Looking ahead to the coming week, we should remain open to any outcome. We could see a sharp downside penetration, or price could rebound to $90,000, $100,000, or beyond. When volatility is high, moves in either direction can be dramatic.
I spent considerable time today discussing concrete trade ideas—an encouraging sign that the market is finally providing actionable structure. More importantly, I hope the broader process was clear: professional traders continually evaluate “if this, then that” scenarios, striving to understand the hand we are dealt and how best to play it. Different traders will interpret the same price action in different ways. Being right or wrong on any individual trade is secondary; what matters is consistently selecting setups that, over the long run, produce a positive trader’s equation.
Before moving to the daily chart, a sincere thank you for following these end-of-day Bitcoin reports, available in written form on the Brooks Trading Course blog every Tuesday, Wednesday, and Friday. We are also actively gauging interest in a dedicated Bitcoin trading room tailored to price-action beginners focused exclusively on cryptocurrency. If that appeals to you, please leave a comment on the YouTube channel or blog—your input is genuinely valued.
Now, let’s dissect the daily chart.
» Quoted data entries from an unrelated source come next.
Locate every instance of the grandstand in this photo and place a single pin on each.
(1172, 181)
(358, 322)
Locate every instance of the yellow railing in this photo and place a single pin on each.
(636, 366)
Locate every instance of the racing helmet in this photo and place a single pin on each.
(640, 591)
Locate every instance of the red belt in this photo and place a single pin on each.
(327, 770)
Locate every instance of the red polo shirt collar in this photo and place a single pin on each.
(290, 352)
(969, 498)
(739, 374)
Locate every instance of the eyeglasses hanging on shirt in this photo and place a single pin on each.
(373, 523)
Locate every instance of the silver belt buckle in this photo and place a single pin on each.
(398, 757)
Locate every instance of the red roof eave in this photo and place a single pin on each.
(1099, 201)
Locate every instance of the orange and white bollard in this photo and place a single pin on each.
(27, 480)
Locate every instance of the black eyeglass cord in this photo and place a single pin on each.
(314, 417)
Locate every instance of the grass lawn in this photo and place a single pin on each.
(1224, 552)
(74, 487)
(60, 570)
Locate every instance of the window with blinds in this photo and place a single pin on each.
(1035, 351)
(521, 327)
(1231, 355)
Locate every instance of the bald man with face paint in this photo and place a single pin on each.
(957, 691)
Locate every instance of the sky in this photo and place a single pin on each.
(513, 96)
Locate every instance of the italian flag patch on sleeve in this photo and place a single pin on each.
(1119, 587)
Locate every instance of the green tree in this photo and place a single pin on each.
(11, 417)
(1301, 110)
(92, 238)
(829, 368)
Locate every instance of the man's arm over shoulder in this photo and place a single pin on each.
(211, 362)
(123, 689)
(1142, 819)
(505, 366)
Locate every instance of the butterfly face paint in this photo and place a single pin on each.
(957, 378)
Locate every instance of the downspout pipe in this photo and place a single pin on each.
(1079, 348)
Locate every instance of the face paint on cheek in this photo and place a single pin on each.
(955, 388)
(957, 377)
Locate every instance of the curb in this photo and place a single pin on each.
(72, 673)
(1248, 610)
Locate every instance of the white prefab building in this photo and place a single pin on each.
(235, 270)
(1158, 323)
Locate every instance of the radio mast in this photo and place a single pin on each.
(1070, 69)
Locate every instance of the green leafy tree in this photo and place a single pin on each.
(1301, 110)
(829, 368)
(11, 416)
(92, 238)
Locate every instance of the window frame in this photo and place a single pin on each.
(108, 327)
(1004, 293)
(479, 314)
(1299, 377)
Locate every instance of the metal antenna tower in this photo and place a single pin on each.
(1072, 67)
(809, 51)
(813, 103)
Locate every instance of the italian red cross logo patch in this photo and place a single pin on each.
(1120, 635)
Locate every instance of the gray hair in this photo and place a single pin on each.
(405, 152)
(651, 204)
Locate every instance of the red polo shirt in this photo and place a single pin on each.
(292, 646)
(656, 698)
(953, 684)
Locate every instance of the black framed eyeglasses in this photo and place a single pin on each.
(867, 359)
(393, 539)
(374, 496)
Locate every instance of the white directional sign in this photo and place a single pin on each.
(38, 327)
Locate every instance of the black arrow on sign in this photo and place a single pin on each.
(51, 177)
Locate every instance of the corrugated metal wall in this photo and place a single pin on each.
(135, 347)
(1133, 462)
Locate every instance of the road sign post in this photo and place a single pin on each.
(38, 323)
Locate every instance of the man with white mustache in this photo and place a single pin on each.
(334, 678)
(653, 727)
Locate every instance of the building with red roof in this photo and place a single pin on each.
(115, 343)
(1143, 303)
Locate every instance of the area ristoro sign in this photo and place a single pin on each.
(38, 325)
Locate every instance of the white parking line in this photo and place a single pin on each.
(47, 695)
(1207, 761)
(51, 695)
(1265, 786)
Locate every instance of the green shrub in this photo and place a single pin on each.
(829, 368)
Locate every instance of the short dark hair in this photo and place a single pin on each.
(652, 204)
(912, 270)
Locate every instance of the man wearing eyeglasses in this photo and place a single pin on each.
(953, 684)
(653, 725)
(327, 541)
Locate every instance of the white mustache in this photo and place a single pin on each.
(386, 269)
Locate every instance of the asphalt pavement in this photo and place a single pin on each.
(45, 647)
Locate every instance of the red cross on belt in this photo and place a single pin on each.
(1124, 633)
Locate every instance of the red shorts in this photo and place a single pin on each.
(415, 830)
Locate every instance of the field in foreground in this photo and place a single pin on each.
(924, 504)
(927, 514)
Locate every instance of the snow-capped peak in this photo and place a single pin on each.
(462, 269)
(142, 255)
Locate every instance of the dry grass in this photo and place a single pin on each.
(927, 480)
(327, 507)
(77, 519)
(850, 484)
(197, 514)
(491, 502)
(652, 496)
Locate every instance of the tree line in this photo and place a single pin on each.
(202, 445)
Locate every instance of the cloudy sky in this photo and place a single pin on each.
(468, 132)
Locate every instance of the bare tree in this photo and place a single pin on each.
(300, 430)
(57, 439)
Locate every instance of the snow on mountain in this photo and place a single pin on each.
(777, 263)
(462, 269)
We are entrenched in a tight bear channel that constitutes the third leg of a bear trend originating from a classic double top near $115,000.
Last week I pointed out that bulls who entered below the low of the first leg and scaled in $5,000 lower were able to exit the initial position at breakeven and profit on the second. We anticipated others would follow suit. Unfortunately, those who attempted the same this week have been caught out, as price has extended significantly further than most expected.
That extension is meaningful. When a measured move is obvious—whether from a double top or a failed bull breakout—the terminal phase can overshoot dramatically. Exact termination points are uncertain, but the climactic nature of the move is not. Climactic moves characteristically reverse more sharply than measured, proportional legs. The farther price deviates from the original target, the more aggressive the eventual reversal tends to be.
We have not yet reached extreme distance from the measured-move projections, but the move has certainly stretched beyond the rhythm established by prior legs. Consequently, I have marked a broad red zone encompassing trapped bulls from just beneath the prior low all the way down to $5,000 below. Any rally back into that area will encounter supply from those trapped positions, reinforced by the 30-day moving average, creating at least short-term resistance.
Downward momentum remains strong, yet I am not advocating new bear entries at this juncture. When a move appears extended, the disciplined response is often to stand aside and allow continuation if it occurs. The primary issue is not merely reduced probability (strong breakouts can persist even when seemingly late), but deteriorating risk-reward: protective stops become prohibitively wide relative to realistic profit objectives.
Current bears may refrain from adding to positions because risk is excessive; bulls see insufficient probability to justify early entry. Existing bears may take profits or buy back shorts to lock in gains, potentially triggering a pullback at any moment. Committed bulls are likely waiting for at least $80,000 or the weekly support zone. Thus, near-term direction hinges almost entirely on the decisions of the bears currently riding the move.
My expectation: continued downside should encounter increasing support from $80,000 onward. Should a reversal materialize, bulls will almost certainly require a second leg higher to clear $100,000 sustainably, given the layers of resistance below that level and the tendency of initial legs to exhaust in that area.